3 thoughts on “Honey I Watched the Programme

  1. i know what you mean. \and i know what you mean because i read once of a girl who kept telling her parents she was a boy, played with boy toys, and with boys, dressed boy, and her parents went along with it. Happily, they didnt do anything else because on her 13th birthday she announced she was going to be a girl from now on. Imagine what could have happened, especially if this was a boy! we have to give them room and time.

  2. I find the gender pronoun example you gave absurd. My son has a girlfiend who is trans. I am prepared to accept this and respect it, but whatever she is she is not a boy. It is far too much in the head to say, “We used to be born with a gender, but now we know that gender is in the mind and we can resort to the surgeon’s knife to align the body to the mind.” I cannot call my son’s girlfriend “he” just because it seems like a cerebral dishonesty to do so. I’d like to clarify here that I have known trans people who have gone through a long period of harsh and painful self-examination, coming to terms with their boyish personalities, desires and behaviours. Sam changed and there is no mental problem for me in using the “he”. It seems to me an attempt at tyrrany to act like a girl, dress like a girl and speak like a girl, but to insist that you are addressed as a boy. Her parents must be completely stumped and, I guess, heartbroken that she is going to start hormone treatments as soon as she is legally able. I wouldn’t resort to that kind of medicine unless I was seriously ill!
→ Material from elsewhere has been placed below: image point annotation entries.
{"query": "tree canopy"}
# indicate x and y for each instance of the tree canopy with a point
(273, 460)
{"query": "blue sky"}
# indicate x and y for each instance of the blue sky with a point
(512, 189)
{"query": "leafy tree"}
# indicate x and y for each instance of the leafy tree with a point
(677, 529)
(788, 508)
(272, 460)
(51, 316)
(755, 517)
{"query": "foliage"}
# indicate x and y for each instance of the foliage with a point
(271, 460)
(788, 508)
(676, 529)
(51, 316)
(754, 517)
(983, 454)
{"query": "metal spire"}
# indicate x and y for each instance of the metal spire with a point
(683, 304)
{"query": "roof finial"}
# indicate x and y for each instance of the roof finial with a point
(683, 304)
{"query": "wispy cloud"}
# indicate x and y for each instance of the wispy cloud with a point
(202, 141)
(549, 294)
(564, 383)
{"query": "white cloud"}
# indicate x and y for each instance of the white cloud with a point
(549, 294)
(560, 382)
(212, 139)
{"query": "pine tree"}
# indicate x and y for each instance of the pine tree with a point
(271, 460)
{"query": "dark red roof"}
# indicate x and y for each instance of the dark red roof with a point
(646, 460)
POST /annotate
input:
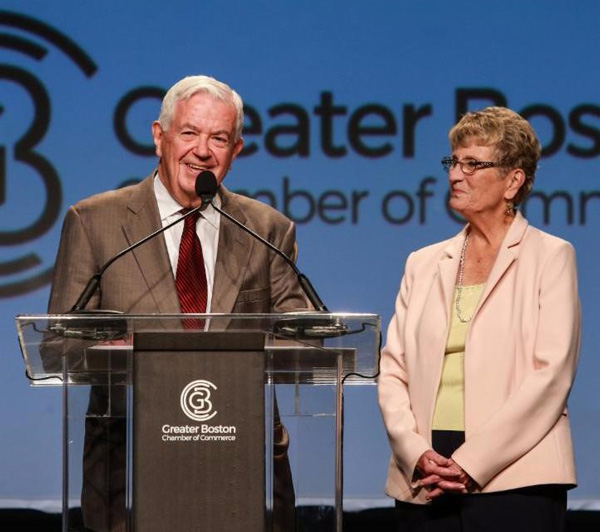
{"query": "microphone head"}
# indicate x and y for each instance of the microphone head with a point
(206, 186)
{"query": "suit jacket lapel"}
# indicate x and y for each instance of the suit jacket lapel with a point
(448, 267)
(152, 257)
(507, 254)
(233, 256)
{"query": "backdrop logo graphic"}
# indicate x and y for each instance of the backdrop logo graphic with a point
(196, 400)
(19, 35)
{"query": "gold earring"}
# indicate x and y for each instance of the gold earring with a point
(510, 208)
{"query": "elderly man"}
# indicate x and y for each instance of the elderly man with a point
(199, 129)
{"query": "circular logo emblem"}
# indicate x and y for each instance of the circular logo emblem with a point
(195, 400)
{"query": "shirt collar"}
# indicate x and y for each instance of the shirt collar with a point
(168, 207)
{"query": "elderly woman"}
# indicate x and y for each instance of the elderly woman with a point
(482, 350)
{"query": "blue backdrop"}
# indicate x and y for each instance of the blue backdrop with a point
(348, 103)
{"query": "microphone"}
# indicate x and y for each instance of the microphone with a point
(323, 328)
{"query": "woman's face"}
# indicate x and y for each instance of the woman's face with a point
(483, 192)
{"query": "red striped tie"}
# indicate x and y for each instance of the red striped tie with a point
(191, 277)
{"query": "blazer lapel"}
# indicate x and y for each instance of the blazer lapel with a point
(152, 257)
(448, 267)
(507, 254)
(233, 256)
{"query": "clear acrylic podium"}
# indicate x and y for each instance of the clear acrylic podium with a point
(201, 422)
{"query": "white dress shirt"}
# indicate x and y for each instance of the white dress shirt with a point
(207, 230)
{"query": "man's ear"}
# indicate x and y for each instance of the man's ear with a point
(157, 135)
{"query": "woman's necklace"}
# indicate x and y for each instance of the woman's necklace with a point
(461, 271)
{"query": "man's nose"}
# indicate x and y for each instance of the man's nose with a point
(201, 148)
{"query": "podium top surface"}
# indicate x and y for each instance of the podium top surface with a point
(85, 347)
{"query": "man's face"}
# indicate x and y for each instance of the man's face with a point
(200, 137)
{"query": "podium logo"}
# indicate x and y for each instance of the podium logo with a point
(196, 400)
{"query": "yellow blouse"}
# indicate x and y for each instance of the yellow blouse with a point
(449, 411)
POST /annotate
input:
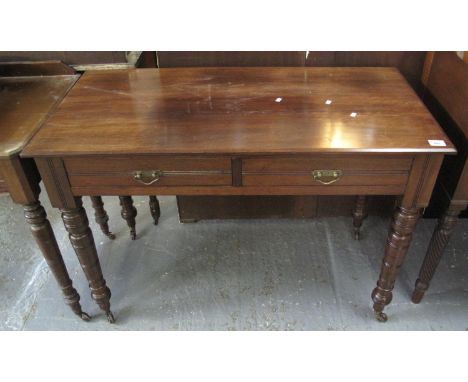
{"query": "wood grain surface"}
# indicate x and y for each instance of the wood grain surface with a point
(239, 110)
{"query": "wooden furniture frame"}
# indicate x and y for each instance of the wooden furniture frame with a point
(446, 81)
(29, 92)
(241, 131)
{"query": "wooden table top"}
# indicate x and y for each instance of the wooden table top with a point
(239, 111)
(25, 102)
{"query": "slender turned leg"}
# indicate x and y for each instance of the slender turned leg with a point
(399, 238)
(101, 216)
(439, 240)
(154, 208)
(42, 231)
(77, 225)
(359, 214)
(129, 213)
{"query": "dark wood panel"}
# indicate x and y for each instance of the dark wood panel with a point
(243, 207)
(446, 95)
(36, 68)
(448, 83)
(193, 208)
(70, 58)
(205, 59)
(410, 64)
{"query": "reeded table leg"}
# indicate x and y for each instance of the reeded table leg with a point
(101, 216)
(129, 212)
(42, 231)
(81, 237)
(399, 237)
(154, 208)
(359, 214)
(439, 240)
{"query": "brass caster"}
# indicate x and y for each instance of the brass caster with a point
(111, 236)
(381, 316)
(85, 316)
(357, 234)
(110, 317)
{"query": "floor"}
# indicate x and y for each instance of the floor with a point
(229, 275)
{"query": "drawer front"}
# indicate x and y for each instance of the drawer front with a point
(326, 171)
(154, 171)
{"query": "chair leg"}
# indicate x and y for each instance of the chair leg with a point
(154, 208)
(359, 214)
(439, 240)
(101, 216)
(129, 212)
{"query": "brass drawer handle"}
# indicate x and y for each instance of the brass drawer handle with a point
(147, 177)
(327, 176)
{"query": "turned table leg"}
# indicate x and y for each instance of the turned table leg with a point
(129, 212)
(42, 231)
(399, 237)
(81, 237)
(359, 214)
(439, 240)
(101, 216)
(154, 208)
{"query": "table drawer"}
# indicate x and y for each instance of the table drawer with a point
(326, 171)
(154, 171)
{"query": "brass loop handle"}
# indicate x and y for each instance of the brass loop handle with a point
(147, 177)
(332, 176)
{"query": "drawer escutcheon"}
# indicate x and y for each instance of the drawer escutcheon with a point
(147, 177)
(327, 176)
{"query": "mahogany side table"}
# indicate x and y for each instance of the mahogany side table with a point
(241, 131)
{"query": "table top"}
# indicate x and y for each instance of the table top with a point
(25, 102)
(239, 111)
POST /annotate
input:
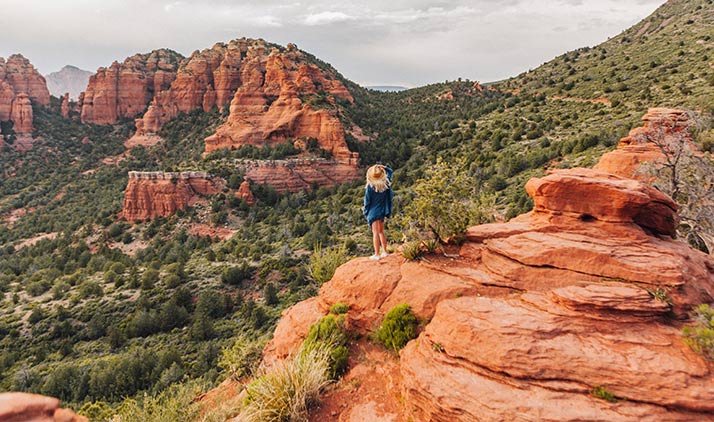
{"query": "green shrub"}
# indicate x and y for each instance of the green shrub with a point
(236, 275)
(242, 358)
(339, 308)
(285, 391)
(441, 204)
(399, 326)
(602, 393)
(330, 332)
(177, 403)
(700, 337)
(324, 262)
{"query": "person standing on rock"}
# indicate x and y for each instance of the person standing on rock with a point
(378, 205)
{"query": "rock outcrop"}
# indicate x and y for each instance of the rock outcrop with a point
(301, 174)
(638, 147)
(160, 194)
(535, 314)
(20, 84)
(206, 79)
(245, 193)
(21, 114)
(124, 90)
(283, 97)
(32, 407)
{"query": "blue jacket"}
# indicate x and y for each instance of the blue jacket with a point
(378, 205)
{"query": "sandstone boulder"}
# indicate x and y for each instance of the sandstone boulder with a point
(24, 407)
(536, 314)
(638, 147)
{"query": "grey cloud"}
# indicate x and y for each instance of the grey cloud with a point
(406, 42)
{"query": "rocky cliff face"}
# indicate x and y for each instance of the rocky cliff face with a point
(20, 83)
(123, 90)
(283, 97)
(638, 147)
(296, 175)
(206, 79)
(33, 407)
(159, 194)
(534, 314)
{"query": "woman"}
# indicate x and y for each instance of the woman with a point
(378, 205)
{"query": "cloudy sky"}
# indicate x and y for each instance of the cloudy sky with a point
(373, 42)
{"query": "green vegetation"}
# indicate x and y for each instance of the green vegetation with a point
(329, 333)
(398, 327)
(286, 390)
(700, 337)
(602, 393)
(127, 311)
(324, 262)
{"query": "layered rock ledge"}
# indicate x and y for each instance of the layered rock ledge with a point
(534, 314)
(160, 194)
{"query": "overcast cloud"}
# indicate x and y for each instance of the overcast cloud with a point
(373, 42)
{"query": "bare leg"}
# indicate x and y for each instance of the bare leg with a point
(382, 236)
(375, 236)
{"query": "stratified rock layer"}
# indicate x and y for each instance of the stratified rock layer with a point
(301, 174)
(23, 407)
(20, 83)
(537, 312)
(283, 97)
(638, 147)
(158, 194)
(123, 90)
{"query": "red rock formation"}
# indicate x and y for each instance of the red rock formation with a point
(19, 84)
(245, 193)
(64, 106)
(638, 148)
(32, 407)
(158, 194)
(21, 114)
(296, 175)
(124, 90)
(269, 107)
(535, 313)
(206, 79)
(19, 73)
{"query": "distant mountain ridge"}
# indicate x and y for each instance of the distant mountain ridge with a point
(391, 88)
(68, 79)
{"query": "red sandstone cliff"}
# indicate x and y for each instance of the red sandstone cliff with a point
(283, 97)
(296, 175)
(638, 147)
(158, 194)
(206, 79)
(534, 314)
(20, 83)
(33, 407)
(125, 89)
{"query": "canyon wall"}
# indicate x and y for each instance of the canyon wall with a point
(123, 90)
(20, 84)
(160, 194)
(300, 174)
(283, 97)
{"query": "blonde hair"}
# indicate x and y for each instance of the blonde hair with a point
(377, 178)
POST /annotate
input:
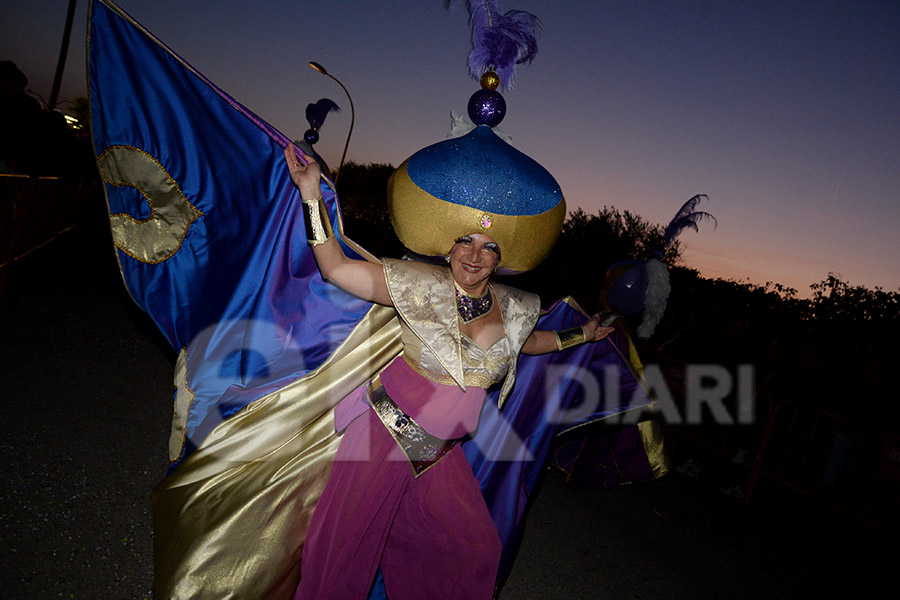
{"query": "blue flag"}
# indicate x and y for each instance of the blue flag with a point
(207, 225)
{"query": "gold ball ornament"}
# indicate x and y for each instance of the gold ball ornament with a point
(490, 80)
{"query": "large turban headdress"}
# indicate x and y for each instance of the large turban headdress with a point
(477, 183)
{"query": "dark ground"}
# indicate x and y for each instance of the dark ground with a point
(86, 402)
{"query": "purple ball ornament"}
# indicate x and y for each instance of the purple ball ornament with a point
(311, 136)
(487, 107)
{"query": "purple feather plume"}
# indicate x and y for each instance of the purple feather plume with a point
(500, 41)
(316, 113)
(687, 217)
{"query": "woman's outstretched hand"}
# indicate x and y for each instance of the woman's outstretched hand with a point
(593, 332)
(305, 177)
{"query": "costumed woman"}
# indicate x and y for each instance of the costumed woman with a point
(401, 494)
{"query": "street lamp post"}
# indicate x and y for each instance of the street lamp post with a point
(322, 70)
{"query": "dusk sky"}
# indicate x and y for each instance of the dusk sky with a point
(787, 114)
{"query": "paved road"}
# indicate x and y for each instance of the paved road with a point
(86, 388)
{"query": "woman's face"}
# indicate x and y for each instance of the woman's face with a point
(472, 260)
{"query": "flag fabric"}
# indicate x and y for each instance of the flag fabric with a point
(208, 227)
(210, 240)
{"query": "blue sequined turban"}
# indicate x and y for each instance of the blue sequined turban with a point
(477, 184)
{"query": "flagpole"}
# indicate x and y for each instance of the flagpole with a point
(322, 70)
(63, 51)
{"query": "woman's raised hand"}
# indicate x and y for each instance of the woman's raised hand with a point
(593, 332)
(305, 177)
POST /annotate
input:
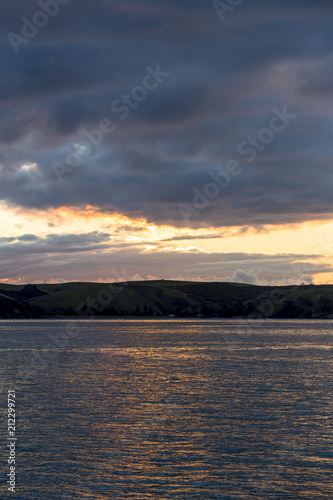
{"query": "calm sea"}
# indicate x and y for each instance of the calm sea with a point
(169, 409)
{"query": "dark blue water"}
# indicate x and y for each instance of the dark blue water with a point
(178, 409)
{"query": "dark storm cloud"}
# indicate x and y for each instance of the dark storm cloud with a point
(224, 79)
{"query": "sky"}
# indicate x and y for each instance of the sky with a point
(184, 139)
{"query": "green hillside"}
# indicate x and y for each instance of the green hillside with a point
(165, 298)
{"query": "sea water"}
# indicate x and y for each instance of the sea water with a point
(168, 409)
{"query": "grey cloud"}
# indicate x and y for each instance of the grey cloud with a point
(224, 81)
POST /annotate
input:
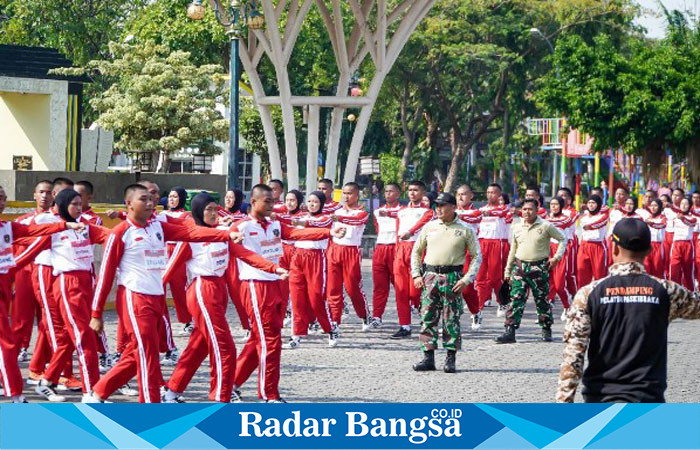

  3. Bit I completely agree with you about free talk and do not assume that I have the right answers at all. I run reading groups in Spain and one of them is specifically to examine the changing views of sexuality from Oscar Wilde through Lorca and Genet to the present day. The only axe I have to grind in this is understanding what has happened, an issue that is of importance to readers of all sexualities, genders and point of view. It would be a personal disappointment if my Gay Plays filled up with people with an ideological axe to grind. If you are interested look up villandasrural.es readings.